Data As Second Nature
I have been learning for some time now with my 90-day MOOC’athlon learning challenge. I am satisfied in the sense that I am completing whatever I am putting my hands on. But I still feel this is not enough.
Why this is not enough?
The reason I feel “not enough” is because I have worked in the software industry. I have written computer programs for solving business problems for five years and as much as it was about learning, it was also about knowing what to code, having it in the memory, having it as my second nature. I had the entire C language in my head and whenever I needed to solve a problem, solution in C just used to “come to me”. Just like driving where you know how and when to speed-up, slow-down, shift gears, and brake subconsciously. You only need to learn driving once. Same way, after initial learning, I didn’t need a MOOC, a course or anything to do my everyday work. So the question I asked myself is “how do I do the same as a data scientist”, “how do I make problem-solving using data science as my second nature”.
Learning the fundamentals is good. I did the same in the beginning when I was learning to program. I wrote programs for months and months. Now in 2020, I want to make this Corona lockdown as the greatest learning period of my life ever. How can I achieve this?
Tony Robbins says, when you decide to have a goal, then the first thing you need to do is: define your outcome, it is different from the activity you do to achieve your goal. The activity can change but the outcome doesn’t. Some activities are efficient and some are not, some are effective and some are not and you need to keep on changing your approach to achieve your desired outcome. So, the outcome in my case is the actual work that a data scientist does. This is data cleaning, wrangling, visualizing, and communicating your insights to non-tech business people. Then I need to start with data cleaning and wrangling as the first thing on my list.

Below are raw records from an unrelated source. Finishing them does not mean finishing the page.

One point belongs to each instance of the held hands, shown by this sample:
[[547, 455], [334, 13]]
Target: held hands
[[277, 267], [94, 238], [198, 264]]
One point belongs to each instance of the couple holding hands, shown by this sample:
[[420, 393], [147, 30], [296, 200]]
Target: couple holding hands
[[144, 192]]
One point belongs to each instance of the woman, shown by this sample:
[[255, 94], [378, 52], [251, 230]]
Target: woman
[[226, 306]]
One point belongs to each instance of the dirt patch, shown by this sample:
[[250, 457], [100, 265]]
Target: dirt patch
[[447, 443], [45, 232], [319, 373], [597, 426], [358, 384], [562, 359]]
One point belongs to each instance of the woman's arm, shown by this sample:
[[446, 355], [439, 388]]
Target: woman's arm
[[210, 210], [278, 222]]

So I decided to reproduce Anne Bonner’s original The Ultimate Beginner’s Guide to Data Scraping, Cleaning, and Visualization. It took me a whole day to reproduce her work. An excellent piece of real-life industrial work. I just didn’t copy paste but I read and worked through each-step, modified the code, changed the functions, and methods to see how they behave. In fact, sometimes I called on the methods and functions not used in the original article but I found them on official Pandas docs and wanted to see what do I get and why. It was an exhilarating and tiring mini-project and I created a rather large jupyter notebook and wrote a very long post about the reproduction. But instead of publishing all of it here, I decided to not to post any technical-content (code and the initial Miniforge setup)
The reason for that was I wanted this experience to be useful for beginners in data science and by putting a lot of code, I could have discouraged beginners not well versed with Python and Pandas. Second, all of the code is already available in the original post and Anne did a great job of explaining the steps required to reproduce her work. I follow rule 2 of hackers.

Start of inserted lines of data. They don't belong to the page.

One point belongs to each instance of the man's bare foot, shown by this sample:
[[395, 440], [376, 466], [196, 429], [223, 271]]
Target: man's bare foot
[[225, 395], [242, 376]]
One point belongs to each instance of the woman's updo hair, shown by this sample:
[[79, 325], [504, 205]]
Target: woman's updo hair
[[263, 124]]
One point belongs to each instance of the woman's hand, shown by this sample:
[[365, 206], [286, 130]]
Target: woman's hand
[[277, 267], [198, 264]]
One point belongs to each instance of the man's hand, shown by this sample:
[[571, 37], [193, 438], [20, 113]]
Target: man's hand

Now everyone knows that they need to have good knowledge of major data science subjects:
- Python
- Pandas, NumPy and Scikit-learn
- Probability and Statistics
- Machine Learning and its Models
- Machine Learning projects (most popular is Kaggle)
The problem is the majority of data science beginners focus all of their energy and focus on the above. They miss the bigger picture. So, I decided to go another way, what non-coding, non-mathematical thing I learned from reproducing Anne’s post? What are the things one should be aware of when one begins the data science learning journey? What is that which is as important as knowing Python and Statistics when it comes to getting noticed by hiring managers? There are two things.
The Domain
This is what people who start learning data science don’t know. This is the skill they are going to ignore and this is the skill that you need to get a recruiter’s attention from my understanding so far. This is tough to get because it is the unfamiliar stuff. This is where I should speak the words domain knowledge.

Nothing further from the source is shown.